A dissonância coloca as duas opções ao indivíduo: ou modifica a
prática adequando-a à cognição que tem da coisa ou modifica a cognição
para justificar a ação. Para que isso funcione de forma espontânea e em
favor das mudanças desejadas pelos engenheiros sociais, porém, é preciso
gerar um contexto em que o desejo de redução da dissonância se torne uma
condição psicológica para a convivência social, da qual o cidadão dependa
em alto grau. É fácil perceber que para elevar o nível de desejo subjetivo de
modo a torná-lo necessário à realização pessoal, inicialmente é preciso
associá-lo a valores já existentes na sociedade. Vamos falar de dois valores
essenciais na democracia que pressupõem garantias do estado como
condições democráticas: os direitos e as opiniões. Comecemos pelos
direitos.
A regulamentação jurídica do casamento, por exemplo, não surgiu
na sociedade como atendimento a uma necessidade subjetiva das duas
partes ou direitos civis, mas como solução à condição objetiva do problema
da partilha de bens diante da descendência. A lei civil do casamento existe
em função da potencial geração de filhos, o que fez com que se buscasse
instituir civilmente os costumes familiares que já existiam. O feminismo foi
a primeira luta política que condicionou a conquista de direitos civis às
modificações nos fundamentos da moralidade vigente. Por meio da
revolução cultural e sexual do século XX, a progressiva conquista de
direitos civis objetivos na modernidade, como os direitos trabalhistas, foi
associada às lutas de caráter subjetivo como o feminismo. À medida que as
subjetividades ganhavam atenção de acadêmicos das ciências sociais, eram
paralelamente elevados a um patamar de direitos políticos, culminando com
a revolução sexual das décadas de 1960-70. Abriu-se o precedente para a
mais inconsequente subjetivação dos direitos políticos.
Edward Bernays, o mágico da propaganda, deu novo impulso à
sociedade americana, nas décadas de 1930-40, ao motivar o consumo, que
antes restringia-se ao campo da necessidade material, ao desejo subjetivo
mediante estímulos e associações simbólicas e subliminares.
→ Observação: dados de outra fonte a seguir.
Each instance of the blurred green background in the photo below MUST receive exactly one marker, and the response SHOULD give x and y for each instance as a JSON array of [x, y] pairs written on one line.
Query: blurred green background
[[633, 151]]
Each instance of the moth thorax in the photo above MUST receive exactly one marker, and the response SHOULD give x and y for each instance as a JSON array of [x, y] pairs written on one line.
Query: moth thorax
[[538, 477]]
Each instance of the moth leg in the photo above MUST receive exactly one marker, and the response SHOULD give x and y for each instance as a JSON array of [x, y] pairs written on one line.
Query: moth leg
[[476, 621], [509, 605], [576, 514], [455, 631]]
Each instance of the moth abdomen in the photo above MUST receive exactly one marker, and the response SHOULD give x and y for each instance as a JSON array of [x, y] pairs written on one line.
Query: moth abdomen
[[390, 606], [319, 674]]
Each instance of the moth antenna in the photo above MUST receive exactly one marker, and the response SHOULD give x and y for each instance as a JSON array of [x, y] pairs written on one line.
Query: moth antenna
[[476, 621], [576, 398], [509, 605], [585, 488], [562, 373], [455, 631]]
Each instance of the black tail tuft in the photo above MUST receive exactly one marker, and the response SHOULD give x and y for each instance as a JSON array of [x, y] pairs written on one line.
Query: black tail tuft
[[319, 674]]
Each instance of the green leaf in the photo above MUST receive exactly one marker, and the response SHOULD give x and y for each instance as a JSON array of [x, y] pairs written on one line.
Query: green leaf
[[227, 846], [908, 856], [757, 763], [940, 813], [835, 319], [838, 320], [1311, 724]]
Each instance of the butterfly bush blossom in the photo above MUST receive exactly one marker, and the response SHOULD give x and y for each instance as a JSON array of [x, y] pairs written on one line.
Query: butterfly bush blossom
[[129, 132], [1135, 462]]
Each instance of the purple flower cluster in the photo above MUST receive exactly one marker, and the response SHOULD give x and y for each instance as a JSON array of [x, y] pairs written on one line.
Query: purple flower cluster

A ascensão da
sociedade de consumo soube vazar as suas demandas individuais também
para a luta política. Hoje é comum que jovens ansiosos busquem uma
ideologia política usando a lógica do consumo, já impressa neles, como
quem procura um produto no supermercado.
Outro valor essencial e propício a este tipo de associação no
mundo moderno são as opiniões e estas podem ser facilmente associadas a
direitos. Ora, as opiniões são quase obrigatórias na sociedade democrática
moderna e gozam, por assim dizer, de uma posição de verdadeiras virtudes.
O indivíduo que não tem uma opinião formada sobre cada um dos temas
presentes no debate público é um despolitizado e, consequentemente, não é
cidadão. Ao menos é assim para as classes letradas, das quais brota a
chamada "Opinião Pública" como um ente supremo e controlador.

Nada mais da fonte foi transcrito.